When the election was over, the RN had won 130 seats — a huge gain compared to the 89 seats in 2022, the eight seats in 2017, and the two in 2012. No other party has had such explosive growth, and the Left is unable to comprehend it. Sociologist Geoffroy de Lagasnerie said, “This is one of the questions to be faced: Why does everyday life manufacture reactionary habitus, conservation interests and fascist affects (sic)? What roles do family ideology and the private home play?”

This is typical of the thinking of the French intelligentsia: The modern, sedentary man who owns a home and many consumer goods is considered a racist conservative, insensitive to left-wing “progressive” discourse. What new kind of life do we need to invent for him to change his interests (and therefore his vote)?

A few years ago, the most common and least nasty expression used by left-wing intellectuals and politicians to explain the French situation was: “The people are angry in the wrong way.” Now we have entered a new and final phase; today’s far-left politicians no longer think like that. We have gone down several levels of civic-mindedness, and the political center is no longer a buffer between the two absolute enemies: the radical Left and the nationalist Right.

From now on, political hatred is expressed without a filter

A few years ago, one of the star spokesmen of the far-left France Unbowed party, who uses the name of Pantoufl, advocated “the great annihilation of the oxen that populate France.” He called for the “oxen” to have their throats slit live on the air, a sentiment his far-left friends have never condemned. When a journalist asked Jean-Luc Mélenchon, founder of France Unbowed, about an LFI sign bearing the words “A dead cop means one less vote for the RN,” he dismissed it as a joke. “It’s absurd, but we’re allowed to have a laugh, aren’t we?” he said.

What strategy should we adopt in the face of this?
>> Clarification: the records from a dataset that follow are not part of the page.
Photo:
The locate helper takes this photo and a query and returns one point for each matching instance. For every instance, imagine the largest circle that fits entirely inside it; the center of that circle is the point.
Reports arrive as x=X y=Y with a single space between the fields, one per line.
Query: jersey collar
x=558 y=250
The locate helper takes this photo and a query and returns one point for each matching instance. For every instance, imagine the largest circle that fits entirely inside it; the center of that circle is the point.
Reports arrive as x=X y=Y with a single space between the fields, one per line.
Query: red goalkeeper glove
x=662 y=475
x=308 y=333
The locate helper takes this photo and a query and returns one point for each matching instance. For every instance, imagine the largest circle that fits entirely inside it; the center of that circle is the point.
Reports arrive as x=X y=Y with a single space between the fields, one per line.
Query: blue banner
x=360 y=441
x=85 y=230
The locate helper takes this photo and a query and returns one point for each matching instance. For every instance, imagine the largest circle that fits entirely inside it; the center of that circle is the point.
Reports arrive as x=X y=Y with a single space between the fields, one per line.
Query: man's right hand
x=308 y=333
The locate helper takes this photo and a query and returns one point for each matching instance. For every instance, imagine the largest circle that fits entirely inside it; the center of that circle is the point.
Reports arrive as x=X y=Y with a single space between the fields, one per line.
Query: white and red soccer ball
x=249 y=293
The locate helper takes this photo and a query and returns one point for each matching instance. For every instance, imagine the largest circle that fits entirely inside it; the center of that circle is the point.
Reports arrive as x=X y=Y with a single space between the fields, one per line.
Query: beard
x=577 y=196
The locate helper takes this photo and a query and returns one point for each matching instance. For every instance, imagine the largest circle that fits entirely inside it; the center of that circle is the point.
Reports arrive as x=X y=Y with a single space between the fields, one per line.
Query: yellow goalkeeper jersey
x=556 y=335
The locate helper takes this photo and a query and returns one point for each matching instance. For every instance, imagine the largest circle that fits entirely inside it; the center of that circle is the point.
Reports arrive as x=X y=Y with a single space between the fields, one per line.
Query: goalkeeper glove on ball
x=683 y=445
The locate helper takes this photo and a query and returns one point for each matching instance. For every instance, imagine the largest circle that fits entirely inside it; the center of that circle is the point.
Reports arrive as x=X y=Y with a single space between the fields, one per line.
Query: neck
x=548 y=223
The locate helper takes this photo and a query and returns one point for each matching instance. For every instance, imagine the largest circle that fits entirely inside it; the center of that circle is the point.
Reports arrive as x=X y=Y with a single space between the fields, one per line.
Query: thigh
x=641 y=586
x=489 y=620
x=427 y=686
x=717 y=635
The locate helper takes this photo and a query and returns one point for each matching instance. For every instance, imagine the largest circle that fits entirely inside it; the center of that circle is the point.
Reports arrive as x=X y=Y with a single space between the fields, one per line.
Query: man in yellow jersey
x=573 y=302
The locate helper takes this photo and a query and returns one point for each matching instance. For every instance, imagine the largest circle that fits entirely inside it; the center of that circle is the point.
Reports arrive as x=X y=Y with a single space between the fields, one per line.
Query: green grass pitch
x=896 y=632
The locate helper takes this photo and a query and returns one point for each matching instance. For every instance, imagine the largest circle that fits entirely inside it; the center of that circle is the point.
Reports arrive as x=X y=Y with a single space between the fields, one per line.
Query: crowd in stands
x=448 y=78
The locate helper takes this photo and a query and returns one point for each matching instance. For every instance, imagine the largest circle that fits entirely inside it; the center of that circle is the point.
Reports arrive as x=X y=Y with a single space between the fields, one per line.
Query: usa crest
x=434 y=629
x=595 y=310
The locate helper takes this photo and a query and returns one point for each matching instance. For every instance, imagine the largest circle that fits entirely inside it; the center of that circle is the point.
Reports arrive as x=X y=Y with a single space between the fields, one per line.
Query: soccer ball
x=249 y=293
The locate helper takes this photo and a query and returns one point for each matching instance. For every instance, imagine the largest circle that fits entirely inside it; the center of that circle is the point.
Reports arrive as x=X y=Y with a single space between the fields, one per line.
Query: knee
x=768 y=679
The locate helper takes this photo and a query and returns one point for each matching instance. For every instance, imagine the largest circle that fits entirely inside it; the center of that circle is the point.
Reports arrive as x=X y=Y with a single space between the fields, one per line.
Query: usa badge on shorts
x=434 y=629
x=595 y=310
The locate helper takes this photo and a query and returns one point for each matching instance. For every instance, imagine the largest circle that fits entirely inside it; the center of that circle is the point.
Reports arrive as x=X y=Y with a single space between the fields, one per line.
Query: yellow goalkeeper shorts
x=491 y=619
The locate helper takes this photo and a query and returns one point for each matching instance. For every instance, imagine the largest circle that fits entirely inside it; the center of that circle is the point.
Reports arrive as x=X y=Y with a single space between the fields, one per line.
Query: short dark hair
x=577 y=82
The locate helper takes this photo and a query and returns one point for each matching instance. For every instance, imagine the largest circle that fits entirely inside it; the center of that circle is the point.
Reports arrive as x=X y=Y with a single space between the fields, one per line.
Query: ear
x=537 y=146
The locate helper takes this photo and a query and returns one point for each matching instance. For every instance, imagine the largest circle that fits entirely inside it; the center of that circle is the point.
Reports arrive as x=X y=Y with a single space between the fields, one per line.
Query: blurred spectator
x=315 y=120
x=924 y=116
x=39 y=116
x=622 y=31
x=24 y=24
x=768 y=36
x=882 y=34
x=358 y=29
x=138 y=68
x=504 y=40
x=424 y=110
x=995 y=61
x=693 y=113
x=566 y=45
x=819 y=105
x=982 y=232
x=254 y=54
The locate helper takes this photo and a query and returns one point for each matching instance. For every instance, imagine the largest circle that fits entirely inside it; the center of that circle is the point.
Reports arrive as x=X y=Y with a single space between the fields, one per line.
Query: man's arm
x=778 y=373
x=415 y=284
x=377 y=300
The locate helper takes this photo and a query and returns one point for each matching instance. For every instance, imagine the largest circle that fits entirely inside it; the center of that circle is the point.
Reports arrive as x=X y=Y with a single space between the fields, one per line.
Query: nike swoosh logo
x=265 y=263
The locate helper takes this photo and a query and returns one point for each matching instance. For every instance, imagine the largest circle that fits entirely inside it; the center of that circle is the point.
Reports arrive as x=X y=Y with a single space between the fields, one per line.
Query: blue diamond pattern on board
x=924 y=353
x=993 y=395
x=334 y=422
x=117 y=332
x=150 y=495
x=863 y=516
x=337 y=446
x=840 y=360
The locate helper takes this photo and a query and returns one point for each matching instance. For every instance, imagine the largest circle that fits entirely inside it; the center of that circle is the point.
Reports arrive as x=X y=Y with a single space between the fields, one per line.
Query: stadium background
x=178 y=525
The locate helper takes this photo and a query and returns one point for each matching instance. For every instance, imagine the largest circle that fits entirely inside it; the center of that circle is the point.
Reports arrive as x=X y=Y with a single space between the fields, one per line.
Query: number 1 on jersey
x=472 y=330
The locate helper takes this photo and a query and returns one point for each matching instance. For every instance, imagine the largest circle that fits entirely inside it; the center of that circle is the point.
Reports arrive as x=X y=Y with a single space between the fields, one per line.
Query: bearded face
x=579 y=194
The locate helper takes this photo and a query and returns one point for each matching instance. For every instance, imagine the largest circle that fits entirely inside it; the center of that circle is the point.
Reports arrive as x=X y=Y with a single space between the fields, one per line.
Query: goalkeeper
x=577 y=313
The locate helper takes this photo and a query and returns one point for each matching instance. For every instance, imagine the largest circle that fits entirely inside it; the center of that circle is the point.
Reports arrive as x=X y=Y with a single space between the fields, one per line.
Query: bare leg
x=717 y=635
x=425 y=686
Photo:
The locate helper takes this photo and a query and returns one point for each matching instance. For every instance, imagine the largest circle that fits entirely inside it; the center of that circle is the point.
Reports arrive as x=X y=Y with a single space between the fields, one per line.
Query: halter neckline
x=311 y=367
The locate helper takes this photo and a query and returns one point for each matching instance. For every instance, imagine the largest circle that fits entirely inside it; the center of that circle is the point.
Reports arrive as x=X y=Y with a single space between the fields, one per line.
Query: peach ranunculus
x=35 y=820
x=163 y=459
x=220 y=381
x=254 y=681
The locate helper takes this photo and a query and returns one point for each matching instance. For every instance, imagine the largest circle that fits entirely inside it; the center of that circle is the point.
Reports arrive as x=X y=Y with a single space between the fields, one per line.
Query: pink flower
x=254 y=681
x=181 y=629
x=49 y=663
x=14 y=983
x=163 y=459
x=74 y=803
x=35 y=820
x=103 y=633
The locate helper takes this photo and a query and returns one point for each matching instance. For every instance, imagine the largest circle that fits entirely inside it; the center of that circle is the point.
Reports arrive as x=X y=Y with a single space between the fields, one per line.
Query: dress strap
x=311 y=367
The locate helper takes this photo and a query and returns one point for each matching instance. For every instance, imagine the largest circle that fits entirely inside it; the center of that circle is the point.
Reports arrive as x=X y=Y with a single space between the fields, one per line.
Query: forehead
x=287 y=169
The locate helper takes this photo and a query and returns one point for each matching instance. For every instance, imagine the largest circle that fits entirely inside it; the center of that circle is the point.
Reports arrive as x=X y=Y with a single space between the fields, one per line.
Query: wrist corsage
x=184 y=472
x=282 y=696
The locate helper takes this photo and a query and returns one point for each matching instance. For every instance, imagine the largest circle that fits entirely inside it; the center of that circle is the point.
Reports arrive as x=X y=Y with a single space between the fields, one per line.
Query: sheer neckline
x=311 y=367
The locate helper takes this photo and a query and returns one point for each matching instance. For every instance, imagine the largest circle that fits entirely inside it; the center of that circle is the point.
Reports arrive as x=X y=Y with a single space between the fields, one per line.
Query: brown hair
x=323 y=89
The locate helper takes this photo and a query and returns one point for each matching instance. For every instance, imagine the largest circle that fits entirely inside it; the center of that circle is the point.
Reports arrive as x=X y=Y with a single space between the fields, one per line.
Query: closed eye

The Left is giving us a strategic lesson that the right-wing parties don’t understand. By never disavowing their most extreme elements, including those who threaten political opponents with death, the Left morally justifies its extremism by saying, “We are sometimes violent because we are hunting the worst humans there are: Nazis.”

Similarly, the nationalist Right should no longer disavow its radical elements, unless they tip into illegality. National Rally’s patriotic advance could have been even stronger if the party had not disavowed remigration. By rejecting the idea, the RN unwittingly implied remigration is outside the realm of democracy, even though it is a condition of survival for every white society being invaded.